How do you find these subgenres? Wikipedia has a good number of them listed. I use the Encyclopedia of Science Fiction and the Encyclopedia of Fantasy, neither of which are still in print, but if you can get your hands on one, I would highly recommend them.
Take time and carefully pick yours before you move on.
Constraints
Once you have chosen your Genre, list the constraints that it gives you.
Now add your own. Do aliens exist? What about Ghosts? Answer the questions that make sense for the type of story you are wanting to write. Be deliberate and keep your list of exclusions near you as you write.
Fiction in a Box
After you have built your box, figure out how to exploit it. Like Neo in the Matrix, you have to learn that the rules can be bent but not broken.
What cultures would develop under those rules?
How do those rules effect the characters life, profession, and the tools they have at their disposal?
How do the rules change the technology the characters use?
What impossible thing do the characters long to do?
How can I use that impossible thing in the setting?
In Harry Potter, magic can do anything but bring back the dead.
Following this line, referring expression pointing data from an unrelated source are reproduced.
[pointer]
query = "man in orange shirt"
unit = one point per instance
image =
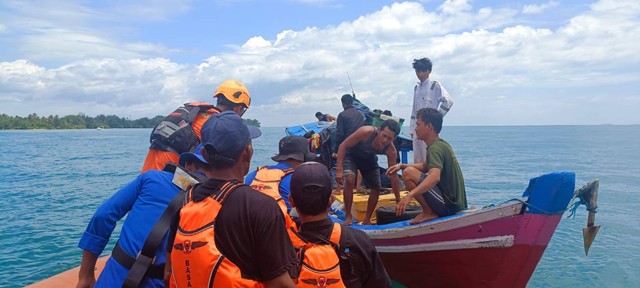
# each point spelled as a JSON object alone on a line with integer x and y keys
{"x": 179, "y": 132}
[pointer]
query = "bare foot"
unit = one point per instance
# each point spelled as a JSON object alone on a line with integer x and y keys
{"x": 422, "y": 217}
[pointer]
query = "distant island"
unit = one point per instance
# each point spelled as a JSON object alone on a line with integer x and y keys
{"x": 82, "y": 121}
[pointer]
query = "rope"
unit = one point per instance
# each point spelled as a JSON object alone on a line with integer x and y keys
{"x": 582, "y": 200}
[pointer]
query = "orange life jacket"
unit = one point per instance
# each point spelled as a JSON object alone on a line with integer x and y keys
{"x": 319, "y": 264}
{"x": 195, "y": 260}
{"x": 268, "y": 181}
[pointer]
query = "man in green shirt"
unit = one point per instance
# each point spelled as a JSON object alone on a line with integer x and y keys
{"x": 437, "y": 184}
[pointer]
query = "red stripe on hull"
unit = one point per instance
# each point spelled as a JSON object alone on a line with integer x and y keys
{"x": 476, "y": 267}
{"x": 487, "y": 267}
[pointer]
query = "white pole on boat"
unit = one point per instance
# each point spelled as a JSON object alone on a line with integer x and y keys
{"x": 352, "y": 93}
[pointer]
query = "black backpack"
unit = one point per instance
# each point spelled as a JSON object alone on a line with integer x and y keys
{"x": 175, "y": 133}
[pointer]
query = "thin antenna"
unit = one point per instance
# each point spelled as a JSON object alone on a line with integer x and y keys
{"x": 352, "y": 93}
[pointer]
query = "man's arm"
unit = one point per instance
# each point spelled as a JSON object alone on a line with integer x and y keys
{"x": 433, "y": 177}
{"x": 397, "y": 167}
{"x": 282, "y": 281}
{"x": 392, "y": 159}
{"x": 444, "y": 98}
{"x": 358, "y": 136}
{"x": 339, "y": 134}
{"x": 86, "y": 276}
{"x": 167, "y": 270}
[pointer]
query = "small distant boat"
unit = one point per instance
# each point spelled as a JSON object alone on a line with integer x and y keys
{"x": 496, "y": 246}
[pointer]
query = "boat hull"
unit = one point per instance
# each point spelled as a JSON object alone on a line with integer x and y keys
{"x": 484, "y": 260}
{"x": 497, "y": 246}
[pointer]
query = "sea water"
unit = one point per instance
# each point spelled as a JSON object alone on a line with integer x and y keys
{"x": 52, "y": 181}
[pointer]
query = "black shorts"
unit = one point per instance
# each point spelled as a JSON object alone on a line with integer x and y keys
{"x": 371, "y": 177}
{"x": 437, "y": 202}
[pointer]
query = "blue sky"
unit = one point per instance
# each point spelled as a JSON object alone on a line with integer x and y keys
{"x": 503, "y": 62}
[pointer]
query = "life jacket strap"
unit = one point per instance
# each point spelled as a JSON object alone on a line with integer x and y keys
{"x": 154, "y": 271}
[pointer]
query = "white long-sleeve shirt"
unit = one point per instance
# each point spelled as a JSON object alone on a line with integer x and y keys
{"x": 430, "y": 94}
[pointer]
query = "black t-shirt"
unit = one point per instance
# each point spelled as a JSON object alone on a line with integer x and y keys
{"x": 250, "y": 231}
{"x": 364, "y": 267}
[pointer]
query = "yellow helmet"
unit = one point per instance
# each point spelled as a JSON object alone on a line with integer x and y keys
{"x": 235, "y": 92}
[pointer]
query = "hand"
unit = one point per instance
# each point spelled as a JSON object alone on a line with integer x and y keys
{"x": 403, "y": 204}
{"x": 394, "y": 169}
{"x": 339, "y": 176}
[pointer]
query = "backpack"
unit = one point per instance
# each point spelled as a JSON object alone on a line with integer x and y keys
{"x": 174, "y": 133}
{"x": 319, "y": 264}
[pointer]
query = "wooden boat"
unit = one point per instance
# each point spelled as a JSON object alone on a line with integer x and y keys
{"x": 496, "y": 246}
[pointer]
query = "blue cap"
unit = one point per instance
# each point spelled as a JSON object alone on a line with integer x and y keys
{"x": 190, "y": 156}
{"x": 225, "y": 135}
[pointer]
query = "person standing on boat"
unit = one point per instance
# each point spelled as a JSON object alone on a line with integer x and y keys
{"x": 248, "y": 226}
{"x": 426, "y": 94}
{"x": 143, "y": 200}
{"x": 437, "y": 184}
{"x": 348, "y": 122}
{"x": 359, "y": 262}
{"x": 325, "y": 117}
{"x": 358, "y": 153}
{"x": 292, "y": 151}
{"x": 180, "y": 131}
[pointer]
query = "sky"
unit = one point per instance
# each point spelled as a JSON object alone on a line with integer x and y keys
{"x": 503, "y": 62}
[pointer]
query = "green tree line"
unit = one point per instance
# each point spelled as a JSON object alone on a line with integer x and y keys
{"x": 82, "y": 121}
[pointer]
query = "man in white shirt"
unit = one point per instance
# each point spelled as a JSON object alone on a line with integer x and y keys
{"x": 426, "y": 94}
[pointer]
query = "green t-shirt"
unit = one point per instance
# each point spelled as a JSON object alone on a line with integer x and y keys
{"x": 440, "y": 155}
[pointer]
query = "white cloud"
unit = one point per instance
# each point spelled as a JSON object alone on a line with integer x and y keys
{"x": 538, "y": 8}
{"x": 497, "y": 72}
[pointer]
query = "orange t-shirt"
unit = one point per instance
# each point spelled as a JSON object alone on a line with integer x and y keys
{"x": 157, "y": 159}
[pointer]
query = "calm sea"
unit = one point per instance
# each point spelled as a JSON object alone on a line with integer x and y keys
{"x": 52, "y": 182}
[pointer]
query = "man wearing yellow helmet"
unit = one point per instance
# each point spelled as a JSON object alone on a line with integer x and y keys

That impossibility effects Voldemort, Dumbledor, and Harry.
In Dune, it is impossible to see the future, truth, or to even travel through space without the spice. Those limits and the characters fears and hopes related to them drive the story.
After you have established all of your limitations, you need to come up with a story that would be unexpected in that setting.
Harry Potter is set in a traditional fantasy setting where they are struggling to defeat a Dark Lord, but the books themselves are written as mysteries rather than quests.
Dune tells the story of a coming messiah, but the story is about the psychology of a boy turned man who grapples with his visions of the future trying to stop them from happening.
"Brave Men Run - A Novel of the Sovereign Era" by Matthew Wayne Selznick is a Superhero story that follows the relationship between a boy and his family.
Liquid Sky is a story about a boy trying to defy fate, but it is told from the point of view of a coming of age story.
"Shine Like Thunder" is a dark space opera about characters trying to survive after they are marooned on a demon filled world, but it is told as a romance/mystery.
When you establish a convention, the reader will feel comfortable in the setting. When you tell the story in a unique way, you are able to surprise the reader without making them feel the story betrayed its premise.